In 1942, President Franklin D. Roosevelt signed an executive order authorizing the War Relocation Authority, which was put in charge of interning Japanese-Americans, with Milton S. Eisenhower (the younger brother of Dwight D. Eisenhower) as its director.

In 1965, the first spacewalk took place as Soviet cosmonaut Alexei Leonov went outside his Voskhod 2 capsule, secured by a tether.

In 1974, most of the Arab oil-producing nations ended their 5-month-old embargo against the United States that had been sparked by American support for Israel in the Yom Kippur War.

In 1996, rejecting an insanity defense, a jury in Dedham, Massachusetts, convicted John C. Salvi III of murdering two women in attacks at two Boston-area abortion clinics in December 1994. (Salvi later committed suicide in his prison cell.)

In 2017, Chuck Berry, rock ‘n’ roll’s founding guitar hero and storyteller who defined the music’s joy and rebellion in such classics as “Johnny B. Goode,” ″Sweet Little Sixteen” and “Roll Over Beethoven,” died at his home west of St.
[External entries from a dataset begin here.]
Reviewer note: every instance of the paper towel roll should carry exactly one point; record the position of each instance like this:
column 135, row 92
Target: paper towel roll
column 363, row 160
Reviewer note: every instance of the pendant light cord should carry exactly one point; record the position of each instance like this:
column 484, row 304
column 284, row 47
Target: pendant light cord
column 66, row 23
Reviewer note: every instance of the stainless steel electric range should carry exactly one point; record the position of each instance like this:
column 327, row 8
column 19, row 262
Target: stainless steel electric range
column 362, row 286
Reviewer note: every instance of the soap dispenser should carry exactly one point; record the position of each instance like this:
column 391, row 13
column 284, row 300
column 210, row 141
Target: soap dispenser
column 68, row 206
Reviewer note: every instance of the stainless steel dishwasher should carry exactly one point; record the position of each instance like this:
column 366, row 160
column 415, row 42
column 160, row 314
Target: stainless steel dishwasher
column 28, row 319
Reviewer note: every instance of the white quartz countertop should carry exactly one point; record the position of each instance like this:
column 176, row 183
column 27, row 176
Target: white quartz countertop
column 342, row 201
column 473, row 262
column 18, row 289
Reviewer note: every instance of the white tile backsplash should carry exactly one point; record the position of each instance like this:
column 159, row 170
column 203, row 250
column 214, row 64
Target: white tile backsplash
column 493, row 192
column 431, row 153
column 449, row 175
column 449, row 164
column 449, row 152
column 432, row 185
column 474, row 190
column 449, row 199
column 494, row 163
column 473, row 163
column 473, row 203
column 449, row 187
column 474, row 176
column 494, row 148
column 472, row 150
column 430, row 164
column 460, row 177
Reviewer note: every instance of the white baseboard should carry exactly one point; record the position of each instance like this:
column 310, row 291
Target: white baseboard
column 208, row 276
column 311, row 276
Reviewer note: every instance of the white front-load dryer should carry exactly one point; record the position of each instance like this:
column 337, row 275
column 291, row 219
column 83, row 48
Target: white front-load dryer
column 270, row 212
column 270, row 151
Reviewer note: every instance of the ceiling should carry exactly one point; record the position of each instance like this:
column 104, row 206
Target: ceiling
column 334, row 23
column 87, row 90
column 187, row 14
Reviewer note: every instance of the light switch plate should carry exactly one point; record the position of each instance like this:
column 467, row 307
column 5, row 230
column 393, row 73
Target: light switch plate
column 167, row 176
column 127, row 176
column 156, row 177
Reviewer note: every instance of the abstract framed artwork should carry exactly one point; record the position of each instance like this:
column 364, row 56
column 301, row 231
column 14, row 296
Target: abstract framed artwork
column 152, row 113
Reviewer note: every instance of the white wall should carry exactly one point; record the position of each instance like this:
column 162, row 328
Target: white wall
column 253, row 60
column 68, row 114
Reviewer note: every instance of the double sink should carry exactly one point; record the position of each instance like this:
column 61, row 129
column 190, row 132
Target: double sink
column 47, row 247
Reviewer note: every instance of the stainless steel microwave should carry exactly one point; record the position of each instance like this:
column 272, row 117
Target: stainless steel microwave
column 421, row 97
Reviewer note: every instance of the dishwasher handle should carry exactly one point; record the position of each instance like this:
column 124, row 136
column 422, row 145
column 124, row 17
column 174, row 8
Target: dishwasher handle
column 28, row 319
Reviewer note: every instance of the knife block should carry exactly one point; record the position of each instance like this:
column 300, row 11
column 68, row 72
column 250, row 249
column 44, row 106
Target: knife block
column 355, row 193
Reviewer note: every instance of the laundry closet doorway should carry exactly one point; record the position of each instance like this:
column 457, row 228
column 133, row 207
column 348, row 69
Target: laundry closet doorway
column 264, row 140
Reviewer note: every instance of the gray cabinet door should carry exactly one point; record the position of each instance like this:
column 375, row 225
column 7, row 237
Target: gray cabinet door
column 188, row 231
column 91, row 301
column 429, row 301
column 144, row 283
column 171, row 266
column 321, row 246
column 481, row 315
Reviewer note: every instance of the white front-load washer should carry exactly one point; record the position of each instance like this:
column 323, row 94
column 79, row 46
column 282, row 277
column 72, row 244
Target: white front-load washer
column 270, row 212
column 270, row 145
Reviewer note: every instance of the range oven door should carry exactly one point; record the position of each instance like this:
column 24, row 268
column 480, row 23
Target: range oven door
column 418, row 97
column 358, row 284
Louis at age 90.

In 2018, Vladimir Putin rolled to a crushing reelection victory for six more years as Russia’s president.

Ten years ago: President Barack Obama demanded that Moammar Gadhafi halt all military attacks on civilians and said that if the Libyan leader did not stand down, the United States would join other nations in launching military action against him. At a massive demonstration against Yemen’s government, snipers fired on protesters and police blocked an escape route; dozens were killed, including children. Former Secretary of State Warren M. Christopher died in Los Angeles at 85. Princess Antoinette of Monaco, the late Prince Rainier III’s oldest sister and a prominent advocate for animal rights, died at 90.

Five years ago: A jury in St. Petersburg, Florida, sided with ex-pro wrestler Hulk Hogan, awarding him $115 million in compensatory damages in his sex tape lawsuit against Gawker Media. (Three days later, the jury awarded $25 million in punitive damages; Gawker, which ended up going bankrupt, finally settled with Hogan for $31 million.) Police in Brussels captured Europe’s most wanted fugitive, Salah Abdeslam, who was the prime suspect in the deadly 2015 Paris attacks. North Korea ignored U.N. resolutions by firing a medium-range ballistic missile into the sea.

One year ago: The U.S. and Canada agreed to temporarily close their shared border to nonessential travel. Describing himself as a “wartime president,” President Donald Trump said he would invoke emergency powers to let the government steer production of needed medical supplies by private companies. Trump signed a $100 billion aid package to boost testing for the coronavirus and guarantee sick leave to workers who become ill. As fears of a prolonged recession caused by the virus took hold, the S&P 500 sank 5%; the Dow shed more than 1,300 points and had lost nearly all of the big gains posted since Trump’s inauguration.

Today’s Birthdays: Composer John Kander is 94. Nobel peace laureate and former South African president F.W. de Klerk is 85. Actor Brad Dourif is 71. Jazz musician Bill Frisell is 70. Singer Irene Cara is 62. Alt-country musician Karen Grotberg (The Jayhawks) is 62. Movie writer-director Luc Besson is 62. Actor Geoffrey Owens is 60. Actor Thomas Ian Griffith is 59. Singer-songwriter James McMurtry is 59. TV personality Mike Rowe is 59. Singer-actor Vanessa L. Williams is 58. Olympic gold medal speedskater Bonnie Blair is 57. Actor David Cubitt is 56. Rock musician Jerry Cantrell (Alice in Chains) is 55. Rock singer-musician Miki Berenyi (ber-EN’-ee) is 54. Actor Michael Bergin is 52. Rapper-actor-talk show host Queen Latifah is 51. Former White House Chief of Staff Reince Priebus (ryns PREE’-bus) is 49. Actor-comedian Dane Cook is 49. Country singer Philip Sweet (Little Big Town) is 47. Rock musician Stuart Zender is 47. Singers Evan and Jaron Lowenstein are 47. Actor-singer-dancer Sutton Foster is 46. Rock singer Adam Levine (Maroon 5) is 42. Rock musician Daren Taylor (Airborne Toxic Event) is 41. Olympic gold medal figure skater Alexei Yagudin is 41. Actor Adam Pally is 39. Actor Cornelius Smith Jr. is 39. Actor Duane Henry (TV: “NCIS”) is 36. Actor Lily Collins is 32. Actor-dancer Julia Goldani Telles is 26. Actor Ciara Bravo is 24. Actor Blake Garrett Rosenthal is 17.